5 Ekim 2014 Pazar

Günlerin Köpüğü - Boris Vian


Aslında Günlerin Köpüğünü tek başına alıp incelemektense Boris Vianın yazmış olduğu bütün kitapları bir arada değerlendirmek daha mantıklı bence. Tabii bunun için yazarın bütün kitaplarını okumuş olmak gerekiyor. Ben okudum mu? Hayır! Yine de Günlerin Köpüğü dışında Pekinde Sonbahar, Yürek Söken ve Mezarlarınıza Tüküreceğim romanlarını okumuş olduğum için bu çerçevede birkaç şey söyleyebilecekmişim gibi hissediyorum kendimi.

Şimdi, Boris Vianın Vernon Sullivan takma adıyla Amerikalı bir yazar yazmış da kendisi Fransızcaya çevirmiş gibi yaptığı romanlar ile kendi adını kullanarak yayımladığı romanlar arasında fark var. Ki benim daha ortaokul yıllarındayken okuduğum ve Boris Vian romanı olduğunu yıllar sonra öğrendiğim Mezarlarınıza Tüküreceğim de içlerinde olan romanları daha gerçekçi, sosyal konulara daha doğrudan değinen, tepki çekecek kadar şiddet ve cinsellik içeren kitaplar. Ve Bütün Çirkinler Öldürülecek, Kızlar Farkına Varmıyor, Derilerinizi Yüzeceğim isimli kitapları bu tarz olanlar. Geri kalanlar ise trajikomik bir gerçeküstücülükle yazdığı ve bence yazarken çok eğlendiği ve okurken beni de çok eğlendiren kitapları. Hatta bildiğim kadarıyla en popüler kitabı olan Günlerin Köpüğünü iki günde yazıp bitirmiş Vian.

Bütün absürtlüğüne ve gerçeküstü atmosferine rağmen yine de bir aşk hikayesini, ölümcül bir hastalığı, yoksulluğu ya da toplumsal sorunları çok gerçek bir duygu olarak okuyucuya geçirebiliyor olması da bence yazarın asıl başarısı. Diğer taraftan Boris Vianın kelime oyunlarına olan düşkünlüğü çeviri okuyanları da olumsuz etkiliyor tabii ki. Zavallı çevirmenlerin zor durumlarını hayal bile edemiyorum. Ben henüz yapmadım ama bir gün Vian kitaplarını orijinal dilinden okuyabilecek olduğum için kendimi şanslı hissediyorum. Bunun için ilk fırsatta zaman ayırmalıyım.
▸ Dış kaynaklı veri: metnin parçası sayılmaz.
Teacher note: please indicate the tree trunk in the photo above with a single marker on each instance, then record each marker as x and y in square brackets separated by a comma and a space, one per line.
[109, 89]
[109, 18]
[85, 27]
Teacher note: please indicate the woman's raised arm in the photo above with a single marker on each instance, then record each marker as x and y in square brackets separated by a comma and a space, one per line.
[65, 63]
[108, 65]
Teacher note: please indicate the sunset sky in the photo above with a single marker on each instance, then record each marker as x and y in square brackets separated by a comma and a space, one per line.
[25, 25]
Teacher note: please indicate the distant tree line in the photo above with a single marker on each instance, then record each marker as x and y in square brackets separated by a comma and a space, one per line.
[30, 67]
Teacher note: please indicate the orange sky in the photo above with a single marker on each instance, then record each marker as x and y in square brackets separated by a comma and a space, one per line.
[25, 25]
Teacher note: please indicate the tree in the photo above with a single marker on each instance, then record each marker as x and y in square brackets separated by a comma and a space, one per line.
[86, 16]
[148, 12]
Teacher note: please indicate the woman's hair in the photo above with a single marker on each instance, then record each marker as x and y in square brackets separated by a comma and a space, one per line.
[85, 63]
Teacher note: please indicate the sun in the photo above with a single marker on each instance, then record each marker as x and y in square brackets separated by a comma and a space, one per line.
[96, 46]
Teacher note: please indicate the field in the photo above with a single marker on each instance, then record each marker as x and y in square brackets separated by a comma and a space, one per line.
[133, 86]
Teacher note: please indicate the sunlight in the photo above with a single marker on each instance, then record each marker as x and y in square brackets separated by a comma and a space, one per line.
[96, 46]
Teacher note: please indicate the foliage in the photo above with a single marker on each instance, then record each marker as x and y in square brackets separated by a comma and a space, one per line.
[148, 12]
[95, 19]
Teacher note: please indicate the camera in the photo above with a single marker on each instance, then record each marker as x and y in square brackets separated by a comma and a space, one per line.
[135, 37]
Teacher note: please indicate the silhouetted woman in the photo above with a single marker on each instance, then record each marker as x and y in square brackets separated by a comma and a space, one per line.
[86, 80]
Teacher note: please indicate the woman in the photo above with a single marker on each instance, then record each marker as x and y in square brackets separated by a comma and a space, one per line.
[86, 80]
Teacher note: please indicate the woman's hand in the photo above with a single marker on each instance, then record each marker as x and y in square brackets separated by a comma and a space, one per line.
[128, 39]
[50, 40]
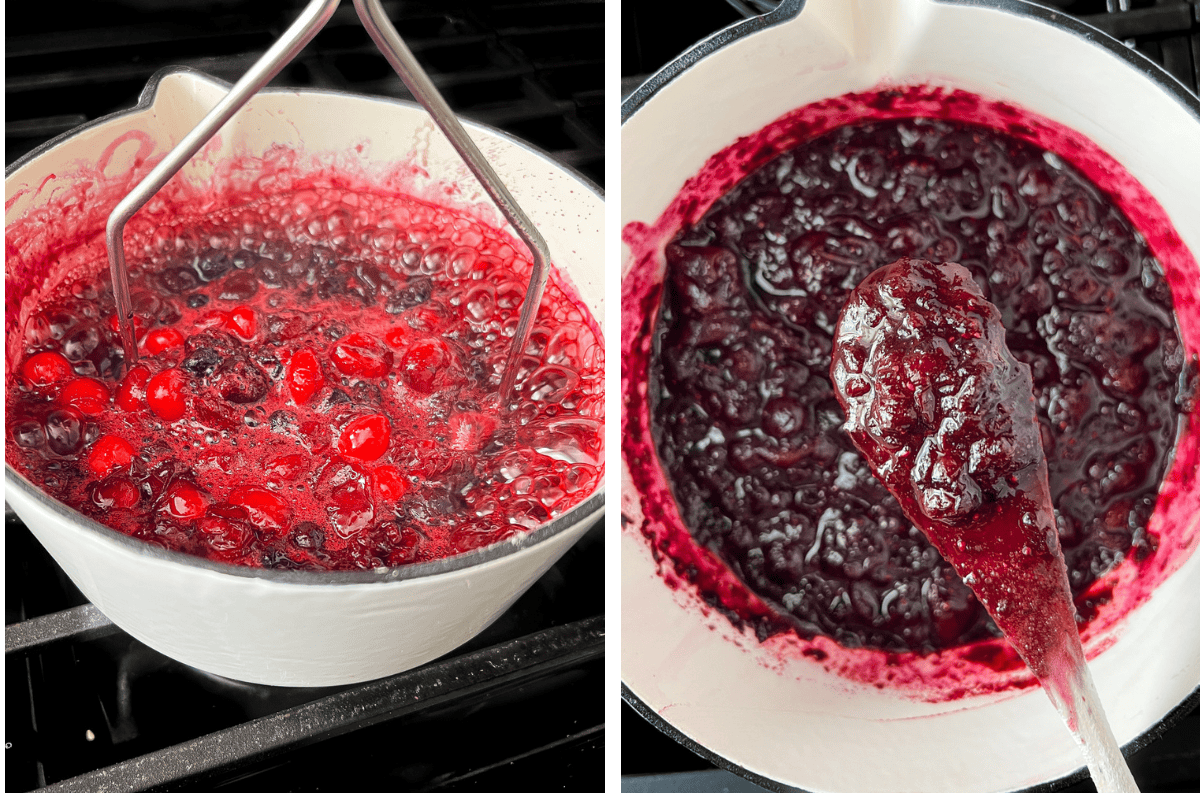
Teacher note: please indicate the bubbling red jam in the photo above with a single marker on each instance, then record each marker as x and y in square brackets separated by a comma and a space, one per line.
[744, 416]
[317, 388]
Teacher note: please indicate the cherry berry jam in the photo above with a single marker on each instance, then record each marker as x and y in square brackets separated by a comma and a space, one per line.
[745, 420]
[316, 388]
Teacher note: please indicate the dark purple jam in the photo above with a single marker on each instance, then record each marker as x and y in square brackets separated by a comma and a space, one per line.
[745, 419]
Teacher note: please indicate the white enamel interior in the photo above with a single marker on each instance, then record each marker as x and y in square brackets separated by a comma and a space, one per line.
[790, 721]
[291, 634]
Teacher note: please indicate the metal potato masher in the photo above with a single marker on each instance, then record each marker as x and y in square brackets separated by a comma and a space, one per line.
[295, 38]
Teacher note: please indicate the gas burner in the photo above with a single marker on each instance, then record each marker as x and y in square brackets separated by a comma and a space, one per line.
[88, 702]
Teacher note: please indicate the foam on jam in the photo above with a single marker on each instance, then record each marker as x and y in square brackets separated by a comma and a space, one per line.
[723, 245]
[317, 388]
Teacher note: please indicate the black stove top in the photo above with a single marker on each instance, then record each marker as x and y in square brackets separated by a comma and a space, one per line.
[1167, 31]
[90, 708]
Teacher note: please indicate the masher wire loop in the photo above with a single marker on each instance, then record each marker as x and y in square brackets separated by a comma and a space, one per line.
[295, 38]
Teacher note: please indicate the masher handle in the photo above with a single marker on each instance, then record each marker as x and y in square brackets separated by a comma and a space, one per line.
[294, 38]
[421, 86]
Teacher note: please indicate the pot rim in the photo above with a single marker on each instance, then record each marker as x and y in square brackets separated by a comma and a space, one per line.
[786, 11]
[1137, 744]
[586, 510]
[789, 8]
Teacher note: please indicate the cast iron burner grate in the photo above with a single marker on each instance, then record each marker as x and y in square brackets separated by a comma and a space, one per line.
[520, 704]
[1167, 31]
[533, 70]
[88, 706]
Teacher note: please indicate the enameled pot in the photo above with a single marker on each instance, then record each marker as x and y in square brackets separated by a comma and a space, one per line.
[781, 720]
[270, 626]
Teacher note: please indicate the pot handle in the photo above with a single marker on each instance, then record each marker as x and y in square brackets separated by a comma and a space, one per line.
[297, 37]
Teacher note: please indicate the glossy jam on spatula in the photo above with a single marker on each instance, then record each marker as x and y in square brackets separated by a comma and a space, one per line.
[945, 415]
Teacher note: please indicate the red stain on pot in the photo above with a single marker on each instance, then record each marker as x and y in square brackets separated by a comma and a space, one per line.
[981, 665]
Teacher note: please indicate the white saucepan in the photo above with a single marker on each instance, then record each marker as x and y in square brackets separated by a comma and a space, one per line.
[784, 721]
[269, 626]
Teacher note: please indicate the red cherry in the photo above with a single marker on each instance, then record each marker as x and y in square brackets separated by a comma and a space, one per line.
[47, 368]
[264, 508]
[424, 364]
[85, 395]
[133, 389]
[185, 500]
[365, 438]
[109, 452]
[389, 484]
[225, 535]
[163, 338]
[243, 322]
[115, 491]
[304, 376]
[361, 355]
[283, 468]
[165, 394]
Geçenlerde Günlerin Köpüğünü ikinci kez okudum. İlk okuduğumda onlu yaşlarımın ikinci yarısındaydım ve sıcak bir yaz günü ağzımda eriyip giden nefis bir dondurma tadı bırakmıştı. Duvarları daralan ev, konuşmasalar da hareketleriyle insanlarla iletişim kurabilen fareler, ciğerde açan nilüfer çiçeği gibi gerçeküstü, absürt, fantastik öğeler unutulmazlarım arasına girmişlerdi. Şimdi kırklı yaşlarımın ortalarındayken tekrar okuduğumda vejetaryen arkadaşlardan özür dileyerek söylüyorum ki tam istediğim şekilde pişirilmiş, sosuyla, garnitürüyle, kokusuyla, lezzetiyle muhteşem bir ızgara biftek tadı aldım doğrusu. Üstelik Pekinde Sonbahar ve Yürek Sökeni de peşi sıra okuyunca tam bir ziyafete dönüştü bu okuma süreci. Diğer taraftan şimdiye kadar başlayıp da yarım bıraktığım (birkaç kez) ender kitaplardan biri olan Jean-Paul Sartreın Özgürlüğün Yolları üçlemesine tekrar başlamamı sağladı. Yine yarım bıraktım ama.

Okuma listemde Kızıl Ot var. Okuduğum son Vian Kitabı olacaktır sanırım. Duyduğuma göre yazarın en sağlam metinlerinden biriymiş. Çok merak ediyorum. Elimdeki kitap bitince (Uyandığında – Hillary Jordan) Paul Austerden Görünmeyeni okuyacağım. Ardından da ver elini Kızıl Ot. Anlatırım.